Why Go, HTMX, and SQLite

By Connor McCutcheon

Every framework makes bets on technology. Here are ours.

Go

Go compiles to a single binary. No runtime, no virtual machine, no package manager at deploy time. A Congo app is one file you copy to a server and run. Go's standard library handles HTTP, TLS, templates, and more — we depend on very little outside it.

Go also has the embed package, which lets us bundle the entire framework, templates, and static files into the binary itself. This is how congo init works: the CLI binary carries the framework source inside it and extracts it into your project.

HTMX

Most web apps don't need React. They need server-rendered HTML with a bit of interactivity. HTMX gives you that — any HTML element can make HTTP requests and swap content. No build step, no npm, no bundle. Just attributes on your HTML.

When you DO need rich interactivity (code editors, drag-and-drop, charts), Congo supports React island components that mount into server-rendered pages. Best of both worlds.

SQLite

SQLite is the most deployed database in the world. It's embedded (no server to run), fast for reads, and perfect for single-server apps. We use LibSQL for production, which adds remote replication — local reads at nanosecond speed, writes go to a primary server.
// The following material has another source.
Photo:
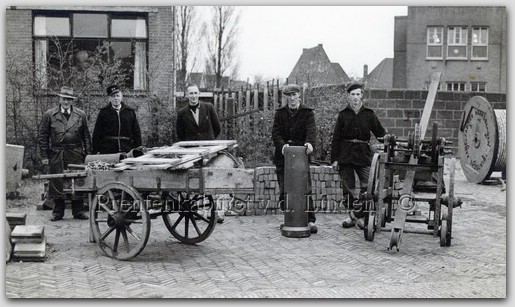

Your app starts with an in-memory database for development. Switch to a file for local production. Switch to a remote replica for distributed systems. Same code, same ORM, same API.

DaisyUI

Tailwind gives you utility classes. DaisyUI gives you components built on Tailwind with semantic naming. Instead of writing bg-blue-500 text-white px-4 py-2 rounded, you write btn btn-primary. Themes are built in — switch between light and dark with one attribute.

The Philosophy

These aren't trendy choices. They're boring, proven, and small. Go is 15 years old. SQLite is 25 years old. HTML is 30 years old. We pick technology that will still work in 10 years, not technology that's exciting this month.